[miningmx.com] – HAVING lived in South Africa for several years, if there is one thing that I know about South Africans, it is that they debate the big issues with great passion. Fortunately so, because the challenges facing us today are critical for the mining industry, and even more so for the country.
Our ability to debate and question, be constructive but direct, will shape how – and how quickly – we are able to transition from a relatively low productivity country to Africa’s finest productivity destination, and one that is able to hold its own in global competitiveness rankings.
Our future depends on the ability of our people and leaders to stand up, be accountable and be prepared to give and take some hard words.
Nowhere is this more pertinent than in the mining industry. Mining (and the products of mining) drives 45% of the world’s economy, disturbs less than 1% of the world’s surface, and is absolutely critical to our daily lives and the future of our civilisation.
In South Africa, more than 13 million people depend on the value it generates. But as an industry and as a country, we face three tough truths:
1. Most parties outside of South Africa are not vested in our forward-looking success beyond their own interests, and we cannot look to them to build our future.
2. We have, by Citibank estimates, the largest minerals inventory in the world, but are ranked outside the top 50 mining jurisdictions in the world. We need to look inside ourselves to understand why.
3. We have come a long way in the last two years in terms of policy debates but there are still several major issues that we have to resolve. Until then, the world will not look differently at South Africa, particularly in the context of the mining industry.
Facing those truths, and coming together to interrogate those issues constructively and openly, is the mark of a country that is truly prepared to do what it takes to create the future we all want.

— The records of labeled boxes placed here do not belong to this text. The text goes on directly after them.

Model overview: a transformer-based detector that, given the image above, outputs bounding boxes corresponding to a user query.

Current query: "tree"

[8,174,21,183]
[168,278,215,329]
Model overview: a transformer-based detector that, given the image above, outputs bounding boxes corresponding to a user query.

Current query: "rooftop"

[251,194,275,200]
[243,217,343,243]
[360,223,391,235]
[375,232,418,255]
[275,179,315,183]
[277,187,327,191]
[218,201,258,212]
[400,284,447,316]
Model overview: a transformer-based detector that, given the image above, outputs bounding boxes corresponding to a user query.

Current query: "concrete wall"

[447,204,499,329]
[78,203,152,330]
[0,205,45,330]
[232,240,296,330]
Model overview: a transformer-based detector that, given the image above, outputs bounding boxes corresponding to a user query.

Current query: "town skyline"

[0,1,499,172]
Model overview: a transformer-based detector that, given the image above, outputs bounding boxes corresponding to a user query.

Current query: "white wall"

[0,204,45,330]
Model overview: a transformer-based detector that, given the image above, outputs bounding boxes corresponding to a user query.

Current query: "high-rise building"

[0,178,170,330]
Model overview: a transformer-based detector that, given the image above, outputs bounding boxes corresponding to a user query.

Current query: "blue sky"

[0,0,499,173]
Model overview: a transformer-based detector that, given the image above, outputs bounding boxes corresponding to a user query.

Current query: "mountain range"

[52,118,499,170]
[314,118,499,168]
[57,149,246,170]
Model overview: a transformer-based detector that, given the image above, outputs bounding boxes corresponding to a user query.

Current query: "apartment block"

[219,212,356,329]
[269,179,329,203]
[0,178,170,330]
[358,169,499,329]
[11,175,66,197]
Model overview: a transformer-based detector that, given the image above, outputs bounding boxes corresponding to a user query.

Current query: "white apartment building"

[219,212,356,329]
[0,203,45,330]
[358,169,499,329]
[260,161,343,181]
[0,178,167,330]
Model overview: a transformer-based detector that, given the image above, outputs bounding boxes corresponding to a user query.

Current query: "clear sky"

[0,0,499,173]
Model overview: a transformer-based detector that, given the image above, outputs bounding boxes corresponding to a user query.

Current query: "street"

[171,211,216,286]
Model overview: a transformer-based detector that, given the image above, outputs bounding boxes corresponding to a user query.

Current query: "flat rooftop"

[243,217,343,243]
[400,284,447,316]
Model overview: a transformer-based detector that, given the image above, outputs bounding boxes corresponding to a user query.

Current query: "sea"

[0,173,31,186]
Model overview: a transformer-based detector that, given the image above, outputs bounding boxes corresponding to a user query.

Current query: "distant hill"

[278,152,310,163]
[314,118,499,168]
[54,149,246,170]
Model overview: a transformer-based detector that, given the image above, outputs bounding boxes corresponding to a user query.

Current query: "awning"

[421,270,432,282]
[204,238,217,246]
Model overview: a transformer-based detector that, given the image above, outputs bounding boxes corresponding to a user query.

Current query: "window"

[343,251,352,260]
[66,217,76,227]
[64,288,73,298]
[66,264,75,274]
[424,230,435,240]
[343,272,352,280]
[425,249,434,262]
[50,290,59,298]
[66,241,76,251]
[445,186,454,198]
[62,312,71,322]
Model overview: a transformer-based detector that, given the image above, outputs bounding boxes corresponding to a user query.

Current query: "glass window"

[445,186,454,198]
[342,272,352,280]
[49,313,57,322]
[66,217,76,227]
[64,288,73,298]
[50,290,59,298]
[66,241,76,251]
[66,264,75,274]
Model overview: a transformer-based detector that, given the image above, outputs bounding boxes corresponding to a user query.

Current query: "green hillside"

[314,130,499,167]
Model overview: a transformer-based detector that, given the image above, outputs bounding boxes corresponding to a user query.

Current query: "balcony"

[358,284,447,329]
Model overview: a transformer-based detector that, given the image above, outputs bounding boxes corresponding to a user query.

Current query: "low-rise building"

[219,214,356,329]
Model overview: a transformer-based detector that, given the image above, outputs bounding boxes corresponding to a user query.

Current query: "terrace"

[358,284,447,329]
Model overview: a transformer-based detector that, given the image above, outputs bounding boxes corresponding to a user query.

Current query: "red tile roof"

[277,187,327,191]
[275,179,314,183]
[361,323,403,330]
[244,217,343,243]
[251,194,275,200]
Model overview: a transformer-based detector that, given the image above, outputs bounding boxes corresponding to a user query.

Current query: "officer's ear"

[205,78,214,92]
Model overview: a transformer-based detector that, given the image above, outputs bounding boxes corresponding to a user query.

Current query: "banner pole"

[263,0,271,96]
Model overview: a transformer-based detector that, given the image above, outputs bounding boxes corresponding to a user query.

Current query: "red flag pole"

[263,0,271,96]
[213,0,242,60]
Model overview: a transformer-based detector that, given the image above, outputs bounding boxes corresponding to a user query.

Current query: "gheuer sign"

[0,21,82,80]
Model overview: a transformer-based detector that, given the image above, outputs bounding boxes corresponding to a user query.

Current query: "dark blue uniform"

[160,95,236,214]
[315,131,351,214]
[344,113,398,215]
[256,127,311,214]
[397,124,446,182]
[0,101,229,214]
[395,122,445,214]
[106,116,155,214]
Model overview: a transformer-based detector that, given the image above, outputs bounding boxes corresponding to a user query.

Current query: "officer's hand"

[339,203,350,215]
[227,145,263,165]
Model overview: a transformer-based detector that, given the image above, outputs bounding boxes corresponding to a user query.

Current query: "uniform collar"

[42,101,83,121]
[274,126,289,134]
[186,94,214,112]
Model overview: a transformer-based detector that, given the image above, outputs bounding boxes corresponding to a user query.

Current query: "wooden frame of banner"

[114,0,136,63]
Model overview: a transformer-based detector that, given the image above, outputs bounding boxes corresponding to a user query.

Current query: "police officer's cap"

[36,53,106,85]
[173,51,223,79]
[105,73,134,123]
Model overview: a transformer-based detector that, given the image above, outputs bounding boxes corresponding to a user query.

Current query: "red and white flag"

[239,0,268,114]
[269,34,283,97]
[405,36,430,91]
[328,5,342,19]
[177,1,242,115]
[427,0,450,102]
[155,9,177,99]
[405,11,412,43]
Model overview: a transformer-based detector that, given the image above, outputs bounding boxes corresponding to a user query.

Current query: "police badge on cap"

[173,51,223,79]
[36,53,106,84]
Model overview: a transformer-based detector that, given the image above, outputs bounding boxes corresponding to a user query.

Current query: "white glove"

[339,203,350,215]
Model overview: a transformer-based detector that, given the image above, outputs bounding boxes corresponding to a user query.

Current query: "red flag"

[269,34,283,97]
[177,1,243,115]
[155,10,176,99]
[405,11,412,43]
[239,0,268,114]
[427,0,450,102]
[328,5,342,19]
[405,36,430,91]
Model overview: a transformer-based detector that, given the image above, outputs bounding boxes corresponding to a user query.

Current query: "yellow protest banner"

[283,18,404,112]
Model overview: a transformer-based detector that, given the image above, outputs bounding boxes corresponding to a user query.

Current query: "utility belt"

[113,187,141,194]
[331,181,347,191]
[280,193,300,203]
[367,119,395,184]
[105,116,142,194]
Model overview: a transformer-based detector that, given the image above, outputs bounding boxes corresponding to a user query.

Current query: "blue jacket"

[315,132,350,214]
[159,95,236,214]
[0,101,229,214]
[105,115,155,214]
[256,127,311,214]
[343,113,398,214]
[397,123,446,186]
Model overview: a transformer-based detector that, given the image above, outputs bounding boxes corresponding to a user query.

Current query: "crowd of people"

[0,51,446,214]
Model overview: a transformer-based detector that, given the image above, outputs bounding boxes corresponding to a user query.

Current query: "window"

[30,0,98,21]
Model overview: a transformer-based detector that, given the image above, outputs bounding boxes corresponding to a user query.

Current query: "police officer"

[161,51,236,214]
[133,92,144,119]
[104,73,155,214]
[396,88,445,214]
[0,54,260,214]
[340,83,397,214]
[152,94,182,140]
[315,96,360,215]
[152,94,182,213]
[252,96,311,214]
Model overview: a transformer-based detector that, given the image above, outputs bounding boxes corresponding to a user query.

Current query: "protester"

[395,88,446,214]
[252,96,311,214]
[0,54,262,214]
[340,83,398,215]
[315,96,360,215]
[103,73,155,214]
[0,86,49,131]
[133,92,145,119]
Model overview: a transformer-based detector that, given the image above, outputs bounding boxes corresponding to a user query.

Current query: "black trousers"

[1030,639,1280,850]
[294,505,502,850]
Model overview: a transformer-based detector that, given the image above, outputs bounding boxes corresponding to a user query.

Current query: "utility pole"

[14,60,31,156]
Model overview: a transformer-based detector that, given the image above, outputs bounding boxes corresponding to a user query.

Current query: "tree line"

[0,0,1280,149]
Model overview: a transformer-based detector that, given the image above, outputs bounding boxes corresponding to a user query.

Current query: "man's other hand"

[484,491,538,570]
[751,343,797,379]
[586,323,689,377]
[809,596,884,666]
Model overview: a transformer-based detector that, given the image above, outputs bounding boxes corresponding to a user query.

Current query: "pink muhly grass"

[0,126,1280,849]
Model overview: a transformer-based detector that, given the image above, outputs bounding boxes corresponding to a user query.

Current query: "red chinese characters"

Every one of us must look in the mirror and ask ourselves, what brought us to this point? What did we get right, or wrong? What have we done to make a difference, and do we understand what we need to do better?
This is particularly relevant for the mineral resources sector.
Between 2007 and 2012 alone, real value in terms of the prices of our companies listed on the JSE declined 30%, and yet the rest of the JSE performed exceptionally well.
No one can afford to stand by and let the next 10 years be another “lost decade’ for this industry. We have to be clear about where we are and what we see over the next ten years in terms of change and modernisation, and we have to bring everyone with us.
South Africa has the opportunity to demonstrate its leadership, both in terms of the way it structures the country for business, and more importantly, in the way it structures the country for growth.
In my view, the mining industry has an opportunity to be the leader in that debate. In fact, given what we represent to the country, we simply must stand up and argue and debate and collaborate.
The future is ours to create and no one else will do it for us. Now is the moment to take that opportunity and make this the country that we all dream it can be.
Mark Cutifani was appointed CEO of Anglo American in 2012. He was previously CEO of AngloGold Ashanti Limited, a position he held since 2007. Before joining AngloGold Ashanti, Mark Cutifani was COO at Vale Inco where he was responsible for Vale’s global nickel business. Prior to this he held senior executive positions with the Normandy Group, Sons of Gwalia, Western Mining Corporation, Kalgoorlie Consolidated Gold Mines and CRA (Rio Tinto).
He graduated from Wollongong University, New South Wales, with a BSc in Engineering and in 2013, was awarded an honorary doctorate.
This article was published as one of two expert forewords to Miningmx’s 2015 edition of Rainmakers & Potstirrers.